What are you most looking forward to in your associate dean role with the Graduate College?
I’m looking forward to learning about all the graduate programs at Iowa State.

What will your role as Associate Dean for Student and Scholar Success involve?
I’m still working out some of those details. However, I try to always approach this work from the student perspective. With every decision or position that I advocate for or against, I always ask, ‘What is the impact to the student?’

What attracted you to the opportunity to serve as associate dean in the Graduate College?
I’ve been involved with graduate education at Iowa State for more than two decades.  I’m excited to bring that experience to this new role.

What are your top priorities for recruitment, retention, mentoring, and/or program growth?
Each one of these is issues is incredibly important.
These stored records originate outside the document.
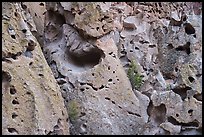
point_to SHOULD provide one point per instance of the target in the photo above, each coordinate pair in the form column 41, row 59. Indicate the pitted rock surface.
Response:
column 90, row 47
column 31, row 99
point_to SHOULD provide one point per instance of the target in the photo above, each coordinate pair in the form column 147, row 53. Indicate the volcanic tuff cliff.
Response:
column 102, row 68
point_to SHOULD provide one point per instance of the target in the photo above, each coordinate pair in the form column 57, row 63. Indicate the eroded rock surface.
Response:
column 31, row 99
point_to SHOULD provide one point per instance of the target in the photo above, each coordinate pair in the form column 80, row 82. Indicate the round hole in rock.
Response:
column 190, row 111
column 12, row 130
column 82, row 61
column 13, row 36
column 41, row 4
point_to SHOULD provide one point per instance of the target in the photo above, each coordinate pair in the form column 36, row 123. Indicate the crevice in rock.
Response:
column 12, row 90
column 12, row 130
column 198, row 97
column 182, row 92
column 12, row 55
column 132, row 113
column 172, row 120
column 185, row 48
column 6, row 77
column 14, row 115
column 189, row 29
column 157, row 113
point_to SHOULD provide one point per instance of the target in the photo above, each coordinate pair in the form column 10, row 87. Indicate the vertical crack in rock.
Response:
column 88, row 48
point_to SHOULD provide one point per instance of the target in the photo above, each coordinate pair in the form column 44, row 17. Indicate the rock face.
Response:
column 31, row 99
column 121, row 68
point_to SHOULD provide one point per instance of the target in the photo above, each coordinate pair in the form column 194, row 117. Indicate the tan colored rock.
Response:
column 31, row 98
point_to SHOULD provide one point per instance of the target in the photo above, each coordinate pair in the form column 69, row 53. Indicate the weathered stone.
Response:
column 90, row 47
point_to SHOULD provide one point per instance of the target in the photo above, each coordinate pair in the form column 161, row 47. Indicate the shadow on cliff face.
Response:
column 89, row 59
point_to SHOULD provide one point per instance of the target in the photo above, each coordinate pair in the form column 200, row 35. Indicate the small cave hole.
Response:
column 28, row 93
column 82, row 114
column 86, row 60
column 101, row 87
column 84, row 125
column 41, row 4
column 30, row 63
column 189, row 29
column 176, row 69
column 185, row 48
column 12, row 90
column 24, row 30
column 191, row 79
column 152, row 46
column 13, row 36
column 108, row 67
column 182, row 92
column 15, row 102
column 14, row 115
column 15, row 13
column 113, row 102
column 107, row 98
column 12, row 130
column 198, row 97
column 23, row 6
column 136, row 48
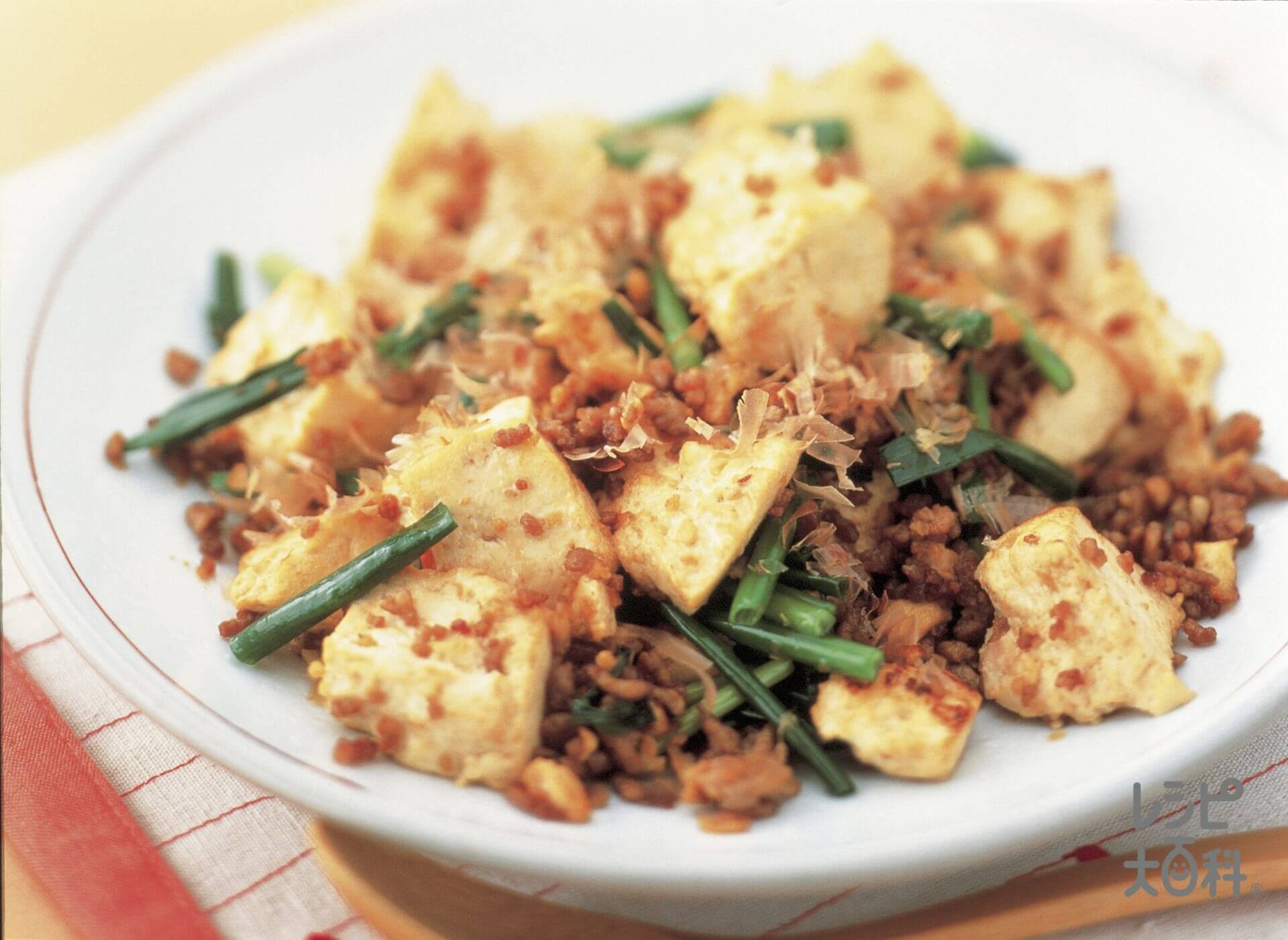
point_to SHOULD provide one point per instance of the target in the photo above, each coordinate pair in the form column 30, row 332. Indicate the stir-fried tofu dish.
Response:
column 765, row 437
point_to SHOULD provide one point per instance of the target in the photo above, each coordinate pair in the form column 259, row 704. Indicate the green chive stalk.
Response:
column 728, row 697
column 1049, row 362
column 401, row 346
column 827, row 585
column 673, row 316
column 977, row 397
column 628, row 327
column 274, row 268
column 225, row 307
column 764, row 566
column 830, row 133
column 798, row 734
column 205, row 411
column 950, row 326
column 341, row 588
column 802, row 612
column 978, row 152
column 906, row 462
column 792, row 608
column 827, row 653
column 627, row 144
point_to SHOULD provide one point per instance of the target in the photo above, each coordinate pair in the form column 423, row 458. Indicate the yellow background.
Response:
column 74, row 67
column 70, row 68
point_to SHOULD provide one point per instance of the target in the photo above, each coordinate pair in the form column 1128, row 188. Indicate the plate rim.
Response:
column 129, row 151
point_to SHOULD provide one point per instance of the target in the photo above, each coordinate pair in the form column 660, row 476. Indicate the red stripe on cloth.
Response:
column 75, row 835
column 204, row 823
column 260, row 881
column 158, row 776
column 117, row 720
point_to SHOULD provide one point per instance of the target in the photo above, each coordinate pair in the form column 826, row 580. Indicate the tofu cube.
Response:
column 272, row 573
column 521, row 513
column 904, row 134
column 906, row 723
column 1073, row 425
column 1061, row 228
column 1076, row 634
column 771, row 255
column 574, row 325
column 435, row 186
column 305, row 311
column 873, row 514
column 341, row 419
column 446, row 670
column 683, row 521
column 1218, row 560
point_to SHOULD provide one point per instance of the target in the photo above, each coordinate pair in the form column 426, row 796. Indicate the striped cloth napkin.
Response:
column 240, row 853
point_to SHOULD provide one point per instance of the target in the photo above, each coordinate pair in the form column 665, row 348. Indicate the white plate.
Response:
column 280, row 147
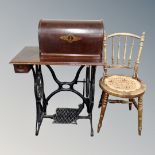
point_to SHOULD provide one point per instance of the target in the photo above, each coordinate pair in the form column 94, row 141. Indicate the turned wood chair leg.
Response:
column 130, row 104
column 140, row 111
column 103, row 108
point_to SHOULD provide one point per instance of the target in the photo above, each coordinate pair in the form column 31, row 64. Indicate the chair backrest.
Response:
column 123, row 47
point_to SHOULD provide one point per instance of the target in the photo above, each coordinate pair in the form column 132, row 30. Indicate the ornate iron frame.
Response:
column 42, row 101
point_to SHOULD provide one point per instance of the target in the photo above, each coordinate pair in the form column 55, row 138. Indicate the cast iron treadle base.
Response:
column 67, row 115
column 64, row 115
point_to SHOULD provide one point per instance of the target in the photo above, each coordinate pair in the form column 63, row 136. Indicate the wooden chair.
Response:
column 122, row 86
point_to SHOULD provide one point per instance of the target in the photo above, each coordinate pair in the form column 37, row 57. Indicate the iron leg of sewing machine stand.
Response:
column 42, row 101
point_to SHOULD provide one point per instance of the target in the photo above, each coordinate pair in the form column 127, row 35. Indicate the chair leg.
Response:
column 140, row 111
column 103, row 108
column 101, row 98
column 130, row 104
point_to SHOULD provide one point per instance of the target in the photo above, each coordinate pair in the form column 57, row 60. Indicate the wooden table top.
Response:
column 30, row 55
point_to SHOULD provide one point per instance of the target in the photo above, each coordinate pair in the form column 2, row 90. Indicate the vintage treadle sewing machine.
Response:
column 70, row 43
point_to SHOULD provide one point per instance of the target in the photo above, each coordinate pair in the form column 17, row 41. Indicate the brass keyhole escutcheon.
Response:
column 70, row 38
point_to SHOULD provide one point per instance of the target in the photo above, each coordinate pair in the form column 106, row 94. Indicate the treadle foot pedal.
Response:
column 67, row 115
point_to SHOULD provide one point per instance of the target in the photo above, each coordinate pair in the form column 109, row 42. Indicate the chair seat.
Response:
column 122, row 86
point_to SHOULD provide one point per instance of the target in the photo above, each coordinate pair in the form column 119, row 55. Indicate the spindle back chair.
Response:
column 122, row 53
The first priority is to get to know how programs are already working on these issues, and what they feel has worked and what hasn’t worked.

Who have your biggest mentors been throughout your education and career?
I’ve had the opportunity to work with so many great people, and I’ve learned something from each one of them. My Ph.D. advisor, Dr. Don Sakaguchi (Morrill Professor, Iowa State University), has probably made the single biggest impact on the way that I approach graduate education.

What is the best advice you received as a graduate student?
I learned to differentiate progress from work.  Progress is impossible without work, but work needs to be well planned and thoughtfully executed or it will not lead to progress.

Share a fun fact about yourself.
I’m a third-generation Iowa State alumna.